То был особый вид душевной рефлексии, творческого самосознания: «Я стыжусь, следовательно, я существую» («Записки нетрезвого человека»).

Любой триумф оборачивался разочарованием (и, как следствие, стыдом); разочарование становилось питательной средой творчества… И это неизбывное беличье колесо («одна вина сменить другую спешит, дав третьей полчаса») Володин сделал предметом своего творческого созидания. Именно так: его собственная личность, его психофизика, его жизнь (и ее внешняя составляющая, и, главное, ее внутренний компонент) являлись источником его творчества и ключом к нему. Для драматургии явление уникальное.

В мире своих простодушных героев – людей, как правило, второстепенных, малозаметных и малозначимых, людей «непрестижной номенклатуры» – главным героем неизменно оказывался сам автор. Он сам жил так, как его герои, и, соответственно, они жили так, как жил бы он в их обстоятельствах. Они все исповедовали его житейские принципы, его жизненную философию: и бунтующая Женька Шульженко, и горемыка Саша Ильин, и заблудившаяся в себе самой Надя Рязаева, и безответный Бузыкин, и храбрая маленькая Ящерица, и обольщенный, раздавленный своей «самой маленькой в мире страной» Дидель – все они конгениальны, соприродны герою «Графомана», автору «Записок нетрезвого человека», стихов. Художественный мир Володина устроен на манер исповеди, этим и завораживает.

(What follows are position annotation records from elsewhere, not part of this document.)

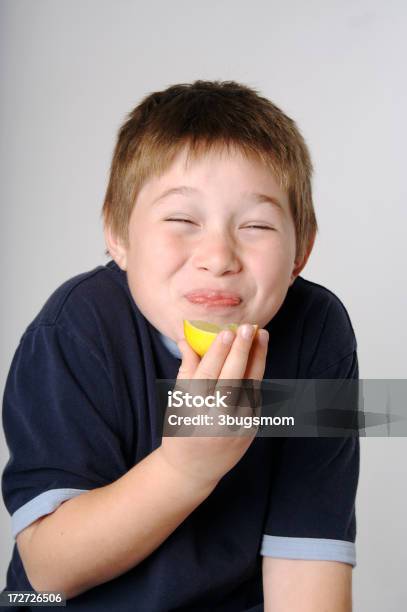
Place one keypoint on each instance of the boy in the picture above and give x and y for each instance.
(208, 215)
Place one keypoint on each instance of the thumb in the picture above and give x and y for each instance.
(189, 362)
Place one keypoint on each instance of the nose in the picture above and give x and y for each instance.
(216, 253)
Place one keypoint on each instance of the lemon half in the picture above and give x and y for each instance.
(201, 334)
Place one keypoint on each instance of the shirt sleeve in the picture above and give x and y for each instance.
(60, 424)
(312, 505)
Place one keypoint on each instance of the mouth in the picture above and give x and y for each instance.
(210, 297)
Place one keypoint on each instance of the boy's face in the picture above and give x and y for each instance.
(215, 248)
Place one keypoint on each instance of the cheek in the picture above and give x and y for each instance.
(163, 252)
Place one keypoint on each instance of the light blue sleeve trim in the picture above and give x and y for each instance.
(318, 549)
(42, 504)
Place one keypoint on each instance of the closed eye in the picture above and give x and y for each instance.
(259, 227)
(247, 226)
(181, 220)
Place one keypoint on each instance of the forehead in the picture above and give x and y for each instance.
(221, 172)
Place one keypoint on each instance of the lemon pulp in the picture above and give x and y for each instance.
(201, 334)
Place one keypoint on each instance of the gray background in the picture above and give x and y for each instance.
(71, 70)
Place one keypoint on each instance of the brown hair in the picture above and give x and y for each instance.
(200, 117)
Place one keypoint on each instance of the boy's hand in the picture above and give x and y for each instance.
(205, 460)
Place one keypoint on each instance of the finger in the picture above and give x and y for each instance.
(236, 361)
(190, 361)
(256, 363)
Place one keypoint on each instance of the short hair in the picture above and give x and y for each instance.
(203, 116)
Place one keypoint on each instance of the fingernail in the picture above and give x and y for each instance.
(227, 336)
(246, 331)
(263, 336)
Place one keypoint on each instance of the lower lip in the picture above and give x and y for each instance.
(212, 303)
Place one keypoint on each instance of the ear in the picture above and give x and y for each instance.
(116, 247)
(299, 265)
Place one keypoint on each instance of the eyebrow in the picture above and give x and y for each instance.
(185, 190)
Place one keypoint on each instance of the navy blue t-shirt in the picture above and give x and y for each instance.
(80, 410)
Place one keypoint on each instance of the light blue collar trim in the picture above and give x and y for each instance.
(171, 345)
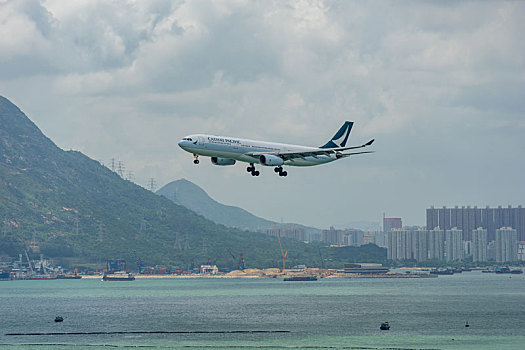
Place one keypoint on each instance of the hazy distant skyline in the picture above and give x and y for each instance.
(439, 85)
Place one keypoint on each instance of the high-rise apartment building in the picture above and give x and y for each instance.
(391, 223)
(436, 244)
(454, 244)
(479, 244)
(399, 245)
(420, 245)
(469, 218)
(506, 244)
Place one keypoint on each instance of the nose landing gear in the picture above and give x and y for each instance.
(251, 169)
(280, 170)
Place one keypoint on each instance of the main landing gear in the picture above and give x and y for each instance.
(279, 169)
(251, 169)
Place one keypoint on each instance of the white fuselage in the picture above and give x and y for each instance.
(243, 149)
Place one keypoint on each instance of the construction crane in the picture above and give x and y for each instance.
(29, 263)
(284, 253)
(321, 255)
(140, 263)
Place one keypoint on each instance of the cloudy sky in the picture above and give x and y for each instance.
(440, 85)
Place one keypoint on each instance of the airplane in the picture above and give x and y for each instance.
(228, 150)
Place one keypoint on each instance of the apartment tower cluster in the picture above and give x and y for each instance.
(455, 233)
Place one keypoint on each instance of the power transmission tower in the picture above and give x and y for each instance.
(152, 184)
(143, 224)
(204, 247)
(77, 225)
(186, 242)
(6, 228)
(177, 242)
(120, 168)
(100, 231)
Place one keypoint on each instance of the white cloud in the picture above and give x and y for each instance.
(437, 83)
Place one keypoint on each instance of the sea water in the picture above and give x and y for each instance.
(424, 313)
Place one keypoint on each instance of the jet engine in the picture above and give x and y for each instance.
(222, 161)
(270, 160)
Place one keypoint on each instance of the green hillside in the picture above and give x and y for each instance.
(71, 208)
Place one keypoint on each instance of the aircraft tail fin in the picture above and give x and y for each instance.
(340, 138)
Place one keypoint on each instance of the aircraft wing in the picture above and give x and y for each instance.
(315, 152)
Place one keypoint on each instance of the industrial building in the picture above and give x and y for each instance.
(365, 268)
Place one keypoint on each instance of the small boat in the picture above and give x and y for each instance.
(43, 277)
(118, 276)
(68, 277)
(301, 278)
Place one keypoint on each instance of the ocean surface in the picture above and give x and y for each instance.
(427, 313)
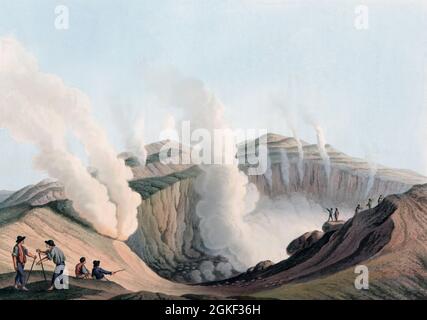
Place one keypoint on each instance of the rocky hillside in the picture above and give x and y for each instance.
(390, 239)
(168, 238)
(351, 180)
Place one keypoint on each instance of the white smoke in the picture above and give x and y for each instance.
(289, 112)
(284, 166)
(371, 178)
(169, 129)
(226, 195)
(207, 269)
(300, 164)
(136, 143)
(39, 109)
(321, 143)
(225, 269)
(372, 169)
(269, 174)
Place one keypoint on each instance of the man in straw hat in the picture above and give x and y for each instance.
(54, 254)
(19, 257)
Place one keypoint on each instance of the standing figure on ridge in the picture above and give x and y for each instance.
(336, 214)
(369, 205)
(330, 211)
(358, 208)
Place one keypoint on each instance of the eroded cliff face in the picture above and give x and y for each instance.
(351, 181)
(168, 238)
(345, 187)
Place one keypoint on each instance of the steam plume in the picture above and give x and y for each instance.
(136, 142)
(321, 143)
(284, 166)
(26, 96)
(48, 99)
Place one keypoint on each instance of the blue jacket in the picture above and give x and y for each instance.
(99, 273)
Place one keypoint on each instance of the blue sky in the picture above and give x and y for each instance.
(367, 88)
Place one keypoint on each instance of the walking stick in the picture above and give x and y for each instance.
(41, 262)
(29, 273)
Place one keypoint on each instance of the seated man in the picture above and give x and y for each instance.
(81, 271)
(98, 273)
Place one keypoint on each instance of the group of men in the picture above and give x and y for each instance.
(369, 204)
(54, 254)
(333, 216)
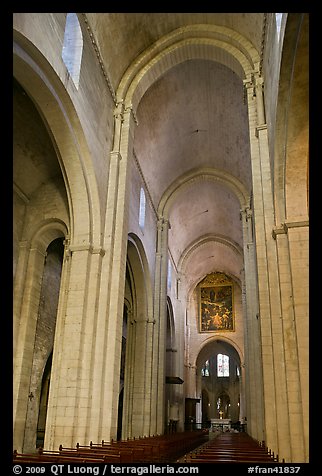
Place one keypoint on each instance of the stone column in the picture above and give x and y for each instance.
(70, 391)
(159, 337)
(272, 344)
(118, 207)
(253, 380)
(292, 246)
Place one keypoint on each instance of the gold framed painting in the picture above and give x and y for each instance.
(216, 304)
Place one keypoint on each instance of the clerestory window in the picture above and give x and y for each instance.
(73, 47)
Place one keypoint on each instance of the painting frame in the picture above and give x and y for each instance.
(216, 305)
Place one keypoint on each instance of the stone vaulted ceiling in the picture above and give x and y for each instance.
(192, 118)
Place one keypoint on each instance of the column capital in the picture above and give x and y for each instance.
(128, 109)
(119, 110)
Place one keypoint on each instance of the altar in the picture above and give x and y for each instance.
(221, 424)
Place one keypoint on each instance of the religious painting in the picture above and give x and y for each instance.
(216, 303)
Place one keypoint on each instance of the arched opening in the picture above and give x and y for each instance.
(38, 391)
(220, 384)
(43, 403)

Но есть что-то, что Володин сделал поверх написанного. Это что-то – магия личности, в которой кроется то, что не дает отмахнуться от его жизненной практики.

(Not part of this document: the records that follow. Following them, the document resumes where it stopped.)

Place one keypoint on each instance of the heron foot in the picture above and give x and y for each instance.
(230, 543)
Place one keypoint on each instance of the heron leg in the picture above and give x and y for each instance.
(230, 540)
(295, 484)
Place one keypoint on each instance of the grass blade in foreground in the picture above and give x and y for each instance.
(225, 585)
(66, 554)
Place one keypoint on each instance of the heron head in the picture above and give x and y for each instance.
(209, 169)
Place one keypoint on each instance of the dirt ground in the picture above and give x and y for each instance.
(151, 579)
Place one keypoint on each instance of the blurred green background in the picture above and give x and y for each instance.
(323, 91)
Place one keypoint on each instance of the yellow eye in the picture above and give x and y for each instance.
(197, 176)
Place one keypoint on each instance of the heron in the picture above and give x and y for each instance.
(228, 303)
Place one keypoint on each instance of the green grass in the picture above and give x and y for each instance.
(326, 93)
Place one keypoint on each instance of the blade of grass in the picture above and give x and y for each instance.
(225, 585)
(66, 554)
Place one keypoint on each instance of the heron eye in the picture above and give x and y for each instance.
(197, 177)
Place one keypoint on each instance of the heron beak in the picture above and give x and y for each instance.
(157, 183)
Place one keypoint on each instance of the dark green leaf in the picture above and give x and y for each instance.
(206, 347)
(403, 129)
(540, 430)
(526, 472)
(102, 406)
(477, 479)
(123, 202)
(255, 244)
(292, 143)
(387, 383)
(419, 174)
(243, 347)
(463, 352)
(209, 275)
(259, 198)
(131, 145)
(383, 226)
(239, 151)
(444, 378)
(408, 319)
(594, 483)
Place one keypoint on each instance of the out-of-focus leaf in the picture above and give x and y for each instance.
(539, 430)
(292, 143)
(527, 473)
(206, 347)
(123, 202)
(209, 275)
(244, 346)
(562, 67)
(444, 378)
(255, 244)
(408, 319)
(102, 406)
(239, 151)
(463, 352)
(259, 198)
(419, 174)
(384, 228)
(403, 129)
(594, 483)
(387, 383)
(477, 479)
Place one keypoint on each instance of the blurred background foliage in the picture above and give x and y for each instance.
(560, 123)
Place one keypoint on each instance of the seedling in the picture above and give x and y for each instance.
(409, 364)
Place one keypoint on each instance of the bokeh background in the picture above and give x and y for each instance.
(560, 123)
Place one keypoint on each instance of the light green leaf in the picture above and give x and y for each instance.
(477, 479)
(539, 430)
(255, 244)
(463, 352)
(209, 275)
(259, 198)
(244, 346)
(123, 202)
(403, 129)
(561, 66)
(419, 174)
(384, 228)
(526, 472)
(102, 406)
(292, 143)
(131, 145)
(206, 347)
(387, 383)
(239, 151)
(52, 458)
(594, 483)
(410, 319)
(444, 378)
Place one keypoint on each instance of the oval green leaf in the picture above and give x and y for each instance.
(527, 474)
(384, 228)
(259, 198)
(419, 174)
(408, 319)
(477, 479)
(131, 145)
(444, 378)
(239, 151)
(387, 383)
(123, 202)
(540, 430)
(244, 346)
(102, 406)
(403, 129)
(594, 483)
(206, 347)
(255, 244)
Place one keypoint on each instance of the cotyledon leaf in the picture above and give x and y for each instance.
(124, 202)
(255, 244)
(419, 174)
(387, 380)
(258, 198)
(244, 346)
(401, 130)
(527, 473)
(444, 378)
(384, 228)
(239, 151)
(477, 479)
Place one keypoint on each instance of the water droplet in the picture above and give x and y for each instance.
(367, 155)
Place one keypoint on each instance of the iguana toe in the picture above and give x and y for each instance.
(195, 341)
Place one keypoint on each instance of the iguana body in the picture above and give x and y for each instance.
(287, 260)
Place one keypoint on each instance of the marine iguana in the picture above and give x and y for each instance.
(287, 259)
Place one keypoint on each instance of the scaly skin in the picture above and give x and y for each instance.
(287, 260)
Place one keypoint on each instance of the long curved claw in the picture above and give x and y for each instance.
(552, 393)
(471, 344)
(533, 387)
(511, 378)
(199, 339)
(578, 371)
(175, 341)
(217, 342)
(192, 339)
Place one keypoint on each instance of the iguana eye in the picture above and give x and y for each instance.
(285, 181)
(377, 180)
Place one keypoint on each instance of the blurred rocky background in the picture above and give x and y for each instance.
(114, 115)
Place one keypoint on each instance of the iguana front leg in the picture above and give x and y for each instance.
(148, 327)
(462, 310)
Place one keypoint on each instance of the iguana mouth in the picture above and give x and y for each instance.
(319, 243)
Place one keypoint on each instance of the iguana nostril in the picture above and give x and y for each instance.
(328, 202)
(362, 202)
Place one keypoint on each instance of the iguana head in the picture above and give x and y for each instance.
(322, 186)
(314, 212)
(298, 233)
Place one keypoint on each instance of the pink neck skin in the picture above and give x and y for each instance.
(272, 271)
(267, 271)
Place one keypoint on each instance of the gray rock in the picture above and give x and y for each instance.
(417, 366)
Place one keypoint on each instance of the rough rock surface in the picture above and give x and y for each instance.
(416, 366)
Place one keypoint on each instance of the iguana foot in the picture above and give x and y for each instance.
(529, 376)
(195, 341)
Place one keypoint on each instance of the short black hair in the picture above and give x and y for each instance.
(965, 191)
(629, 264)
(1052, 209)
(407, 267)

В последнее десятилетие жизни Володина, когда половина страны почувствовала, что почва уходит из-под ног, а другая половина воодушевилась мечтами о новой жизни, в момент перехода от недоразвитого людоедского социализма к дикому людоедскому капитализму все вдруг разом заговорили о покаянии. Одним из главных художественных и общественных событий тех лет стал фильм Абуладзе, который так и назывался, «Покаяние», хотя покаяния в самом фильме не было, он весь был – обвинение.

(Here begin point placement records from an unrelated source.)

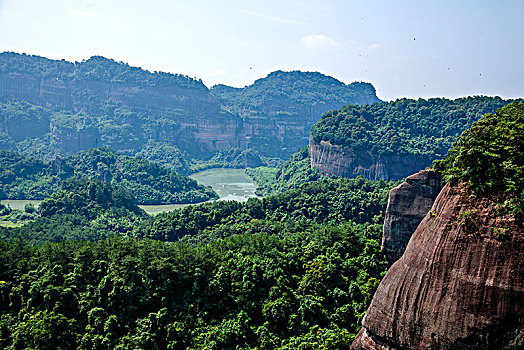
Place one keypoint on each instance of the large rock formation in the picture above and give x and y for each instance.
(459, 284)
(131, 106)
(339, 161)
(408, 204)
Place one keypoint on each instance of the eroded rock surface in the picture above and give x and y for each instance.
(459, 284)
(408, 204)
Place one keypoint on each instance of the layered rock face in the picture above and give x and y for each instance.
(459, 284)
(408, 204)
(339, 161)
(169, 108)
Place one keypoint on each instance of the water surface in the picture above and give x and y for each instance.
(229, 184)
(20, 203)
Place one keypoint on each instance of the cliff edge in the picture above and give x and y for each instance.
(408, 204)
(459, 284)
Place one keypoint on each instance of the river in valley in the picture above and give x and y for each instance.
(229, 184)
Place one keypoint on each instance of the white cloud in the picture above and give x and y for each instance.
(87, 13)
(316, 41)
(268, 17)
(217, 73)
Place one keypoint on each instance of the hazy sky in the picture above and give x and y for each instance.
(412, 48)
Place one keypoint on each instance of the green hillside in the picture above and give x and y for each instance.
(29, 178)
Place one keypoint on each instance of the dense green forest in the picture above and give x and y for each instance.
(290, 175)
(286, 94)
(295, 269)
(50, 107)
(420, 127)
(489, 156)
(29, 178)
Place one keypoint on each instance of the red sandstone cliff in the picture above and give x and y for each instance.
(459, 284)
(408, 204)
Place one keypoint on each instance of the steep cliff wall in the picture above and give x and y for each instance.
(339, 161)
(408, 204)
(459, 284)
(133, 106)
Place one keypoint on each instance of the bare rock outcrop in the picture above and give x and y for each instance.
(339, 161)
(408, 204)
(459, 284)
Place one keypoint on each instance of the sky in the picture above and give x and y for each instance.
(416, 48)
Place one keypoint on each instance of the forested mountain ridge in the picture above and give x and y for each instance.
(30, 178)
(53, 106)
(395, 139)
(290, 94)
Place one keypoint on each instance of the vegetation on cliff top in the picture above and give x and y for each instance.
(405, 127)
(290, 175)
(490, 155)
(285, 93)
(96, 68)
(28, 178)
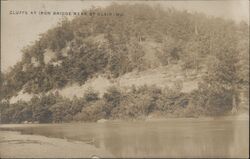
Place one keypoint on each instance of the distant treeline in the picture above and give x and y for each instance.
(126, 104)
(190, 39)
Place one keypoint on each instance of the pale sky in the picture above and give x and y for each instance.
(18, 31)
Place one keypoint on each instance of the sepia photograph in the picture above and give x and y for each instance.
(124, 79)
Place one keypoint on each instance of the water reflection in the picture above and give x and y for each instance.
(157, 139)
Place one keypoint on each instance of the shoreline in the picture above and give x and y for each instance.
(14, 144)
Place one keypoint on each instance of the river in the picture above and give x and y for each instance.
(163, 138)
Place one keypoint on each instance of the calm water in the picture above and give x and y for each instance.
(173, 138)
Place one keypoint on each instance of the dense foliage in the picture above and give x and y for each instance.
(114, 45)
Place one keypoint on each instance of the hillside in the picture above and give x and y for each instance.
(149, 60)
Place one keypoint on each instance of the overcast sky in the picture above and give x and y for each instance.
(18, 31)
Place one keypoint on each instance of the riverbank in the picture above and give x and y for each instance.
(14, 144)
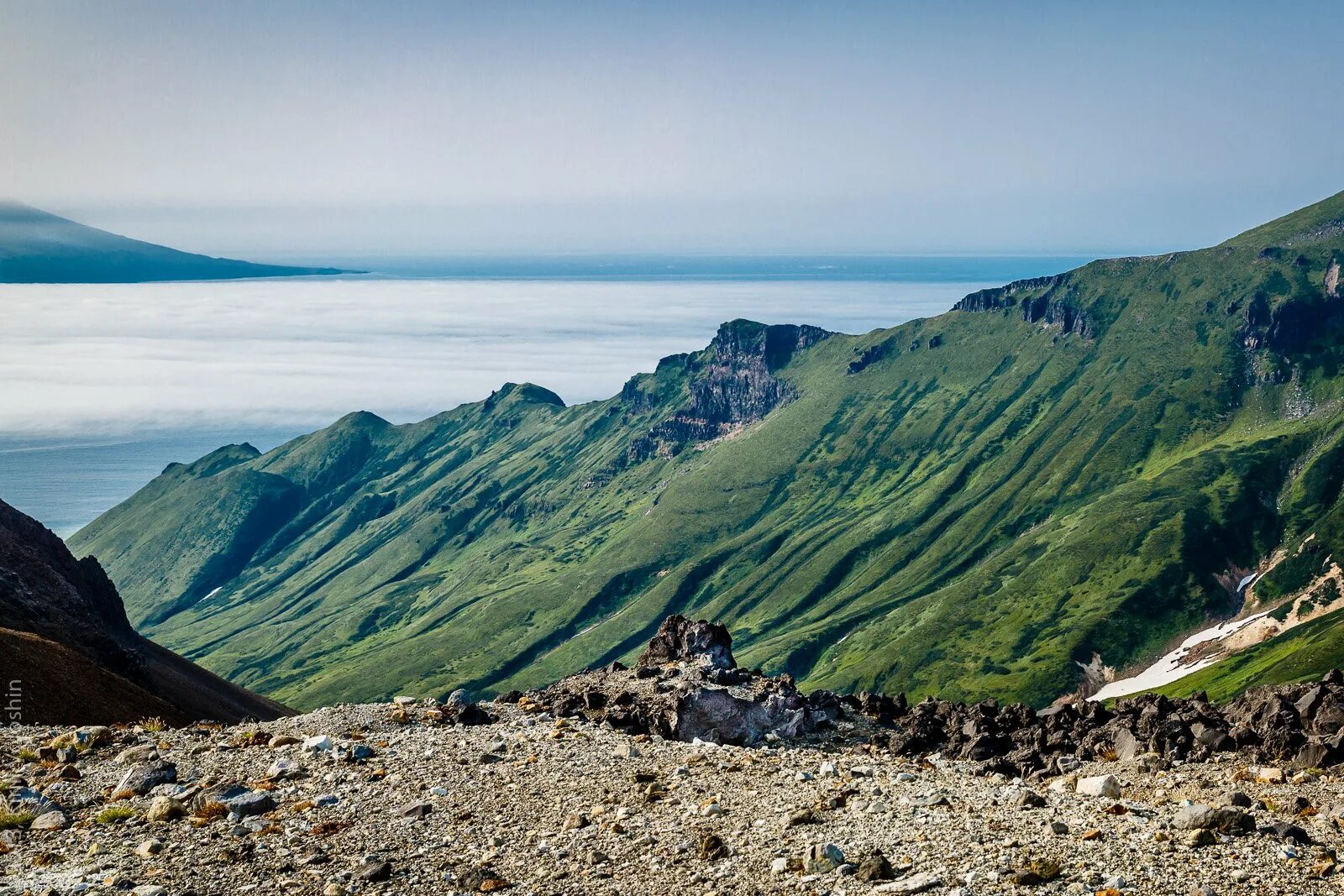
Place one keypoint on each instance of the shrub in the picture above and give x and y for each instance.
(114, 815)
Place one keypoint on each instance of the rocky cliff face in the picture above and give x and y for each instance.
(732, 383)
(1045, 300)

О покаянии, как о единственной возможности разрубить исторический гордиев узел, в который оказались вплетены все – убивавшие и убитые, сажавшие и сидевшие, жировавшие и голодавшие, правые и виноватые, – говорили все. Володин, похоже, единственный, кто, ничего не провозглашая, исполнил, прожил, прочувствовал это покаяние всем своим существом. Жизнь свою осознал как требующую покаяния.

Ему казалось, что это касается только его самого – его детства, его войны, его женщин, и его писания, его алкоголизма. Но странным, необъяснимым образом, чем дальше от того времени, тем понятнее становится, что все сказанное Володиным имеет отношение к сущности, к психофизике нашего общества… Что незатейливые истории на сцене, в кино и прозе о «неполноправных» людях и сам этот взвинченный, полубезумный старик, выкрикивающий что-то не всегда разборчивое с экрана телевизора и со страниц газет в 1990-х, – все это квинтэссенция не прочитанного и не осознанного нами ХХ века.

Здесь не было политизированности. И тоска эта, и вина, и горечь, и одиночество были его собственными. Он не винил в произошедшем никого: ни партию с правительством, ни государство с идеологией, ни толпу с ее жлобством, никого, кроме себя. И произошло то, что всегда происходило с его лучшими пьесами. Частный случай приобретал наглядность и весомость исторической закономерности.

Именно это составило основу его драматургии.

В ней было два удивительных начала. Одно – нечто такое, что позволяло свободному авторскому голосу звучать за голосами персонажей, поверх них, звучать как в стихах, где поэт говорит о себе, о том, что волнует «в-единственных», а не «во-вторых» и «в-пятых»… Володин и писал свои пьесы как исповедь, разложенную на многоголосие.

Другое – почти совсем небывалое. В «Пяти вечерах» Володин обнаружил умение писать жизнь во всей ее совокупности, писать трагедию жизни в целом, писать так, что, «когда люди обедают, только обедают, слагается их счастье и разбиваются их жизни».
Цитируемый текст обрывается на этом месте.